After a conversation with S last night, I've been thinking about public/private distinctions within the blogosphere, and it turns out that Adrian Miles and Jenny Weight have been blogging about this topic recently. Jenny Weight comments that she is concerned about using blogs in the classroom because of students' right to privacy. This is certainly a major concern for me, and in the past, I've been hesitant to use blogs or other online discussion forums because I was concerned about a student's comfort level with posting his or her work in public space.

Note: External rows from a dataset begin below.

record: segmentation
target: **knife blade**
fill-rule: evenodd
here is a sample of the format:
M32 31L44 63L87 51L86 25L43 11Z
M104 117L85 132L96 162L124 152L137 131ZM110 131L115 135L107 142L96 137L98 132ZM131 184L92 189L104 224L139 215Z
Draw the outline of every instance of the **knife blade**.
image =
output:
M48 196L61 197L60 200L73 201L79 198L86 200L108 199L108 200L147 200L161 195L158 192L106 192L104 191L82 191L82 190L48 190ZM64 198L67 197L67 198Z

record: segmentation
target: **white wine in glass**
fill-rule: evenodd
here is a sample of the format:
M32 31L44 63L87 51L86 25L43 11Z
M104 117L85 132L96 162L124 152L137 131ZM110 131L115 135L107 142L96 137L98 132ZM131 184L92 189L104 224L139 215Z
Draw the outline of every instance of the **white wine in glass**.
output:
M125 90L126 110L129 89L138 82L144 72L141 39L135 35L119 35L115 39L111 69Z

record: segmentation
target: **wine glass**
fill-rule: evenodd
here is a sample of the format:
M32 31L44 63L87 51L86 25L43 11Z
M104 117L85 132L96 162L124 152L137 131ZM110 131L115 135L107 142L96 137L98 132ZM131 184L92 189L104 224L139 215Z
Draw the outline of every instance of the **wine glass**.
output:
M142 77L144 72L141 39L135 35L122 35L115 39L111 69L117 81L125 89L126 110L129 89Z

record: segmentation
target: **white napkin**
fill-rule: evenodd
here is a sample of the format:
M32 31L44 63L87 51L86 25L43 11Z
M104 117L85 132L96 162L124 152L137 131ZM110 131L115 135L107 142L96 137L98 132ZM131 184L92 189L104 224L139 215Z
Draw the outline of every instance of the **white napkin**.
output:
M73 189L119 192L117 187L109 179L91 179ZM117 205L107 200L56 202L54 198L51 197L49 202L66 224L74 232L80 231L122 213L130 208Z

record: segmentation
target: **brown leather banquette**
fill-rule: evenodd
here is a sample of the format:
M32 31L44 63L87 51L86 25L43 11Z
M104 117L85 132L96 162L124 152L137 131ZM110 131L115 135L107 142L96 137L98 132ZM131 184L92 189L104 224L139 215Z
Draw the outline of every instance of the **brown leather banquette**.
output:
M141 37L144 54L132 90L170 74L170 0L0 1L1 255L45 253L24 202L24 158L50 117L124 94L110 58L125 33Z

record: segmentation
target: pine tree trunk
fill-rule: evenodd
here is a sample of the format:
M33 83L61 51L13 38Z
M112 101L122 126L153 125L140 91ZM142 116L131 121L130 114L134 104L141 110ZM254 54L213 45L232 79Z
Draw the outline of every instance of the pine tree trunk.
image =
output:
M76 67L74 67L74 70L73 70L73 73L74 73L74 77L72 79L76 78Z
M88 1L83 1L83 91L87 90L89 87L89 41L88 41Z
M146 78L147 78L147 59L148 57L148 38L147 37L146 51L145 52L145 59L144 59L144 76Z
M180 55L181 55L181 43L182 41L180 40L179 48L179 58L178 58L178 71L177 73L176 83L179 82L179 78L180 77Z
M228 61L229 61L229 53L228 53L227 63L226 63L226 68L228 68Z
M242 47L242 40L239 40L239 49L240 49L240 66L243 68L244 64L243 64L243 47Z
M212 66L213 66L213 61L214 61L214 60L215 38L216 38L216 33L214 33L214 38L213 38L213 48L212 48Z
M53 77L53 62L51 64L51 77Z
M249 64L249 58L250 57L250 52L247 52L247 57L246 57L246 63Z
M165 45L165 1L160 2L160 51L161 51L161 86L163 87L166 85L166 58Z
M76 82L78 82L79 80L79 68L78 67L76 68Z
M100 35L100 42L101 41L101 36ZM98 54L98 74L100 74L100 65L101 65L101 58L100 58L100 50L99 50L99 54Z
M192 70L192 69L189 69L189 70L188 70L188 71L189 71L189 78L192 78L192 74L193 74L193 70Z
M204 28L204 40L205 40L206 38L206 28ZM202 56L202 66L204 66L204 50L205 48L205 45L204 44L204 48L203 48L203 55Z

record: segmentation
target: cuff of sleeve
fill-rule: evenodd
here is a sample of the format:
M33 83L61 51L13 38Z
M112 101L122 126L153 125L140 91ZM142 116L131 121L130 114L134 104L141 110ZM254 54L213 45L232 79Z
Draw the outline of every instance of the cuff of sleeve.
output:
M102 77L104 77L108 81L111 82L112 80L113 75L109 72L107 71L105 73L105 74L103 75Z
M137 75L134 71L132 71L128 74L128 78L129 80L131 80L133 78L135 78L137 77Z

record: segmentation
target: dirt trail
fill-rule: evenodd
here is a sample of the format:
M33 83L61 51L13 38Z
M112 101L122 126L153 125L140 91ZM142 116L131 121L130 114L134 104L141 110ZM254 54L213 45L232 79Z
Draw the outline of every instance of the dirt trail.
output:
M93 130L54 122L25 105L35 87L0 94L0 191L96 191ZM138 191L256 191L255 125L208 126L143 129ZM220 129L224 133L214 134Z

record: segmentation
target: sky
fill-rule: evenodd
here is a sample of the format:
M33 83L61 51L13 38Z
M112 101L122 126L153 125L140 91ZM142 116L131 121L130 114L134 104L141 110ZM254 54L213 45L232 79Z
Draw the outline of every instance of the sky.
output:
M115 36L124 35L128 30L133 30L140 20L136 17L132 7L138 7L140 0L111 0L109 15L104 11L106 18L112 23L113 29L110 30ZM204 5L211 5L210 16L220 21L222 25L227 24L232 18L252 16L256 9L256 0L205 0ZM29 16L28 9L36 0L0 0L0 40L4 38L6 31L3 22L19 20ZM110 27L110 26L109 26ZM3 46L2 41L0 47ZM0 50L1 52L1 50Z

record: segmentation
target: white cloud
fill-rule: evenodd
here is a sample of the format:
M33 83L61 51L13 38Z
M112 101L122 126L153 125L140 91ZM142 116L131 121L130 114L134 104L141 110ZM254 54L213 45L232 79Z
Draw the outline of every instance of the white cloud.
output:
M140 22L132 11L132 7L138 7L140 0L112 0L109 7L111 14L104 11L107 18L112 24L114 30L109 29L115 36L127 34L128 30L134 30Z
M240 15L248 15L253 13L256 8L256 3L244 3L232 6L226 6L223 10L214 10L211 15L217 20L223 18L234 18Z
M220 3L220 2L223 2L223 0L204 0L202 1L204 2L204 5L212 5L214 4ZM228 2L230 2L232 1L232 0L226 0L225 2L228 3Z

I'm more inclined to share Adrian's perception that "what constitutes private is up to individual definition." I'm certainly intrigued by the idea of using blogs in helping my students to develop their argument skills, specifically their ability to negotiate the various audiences within the blogosphere. I also like the idea that a blog community can be defined as "an emergent semantic or epistemological community." This notion of emergent community summarzies well the main benefit of blogging that I was trying to describe to S last night.

I've used bulletin boards and listservs, such as Web Crossing, in the past, but this is definitely a much more public forum. George offers some useful advice about how to deploy blogs in the classroom, specifically in terms of a Slashdot discussion. Any suggestions on how to negotiate some of these difficulties would be much appreciated.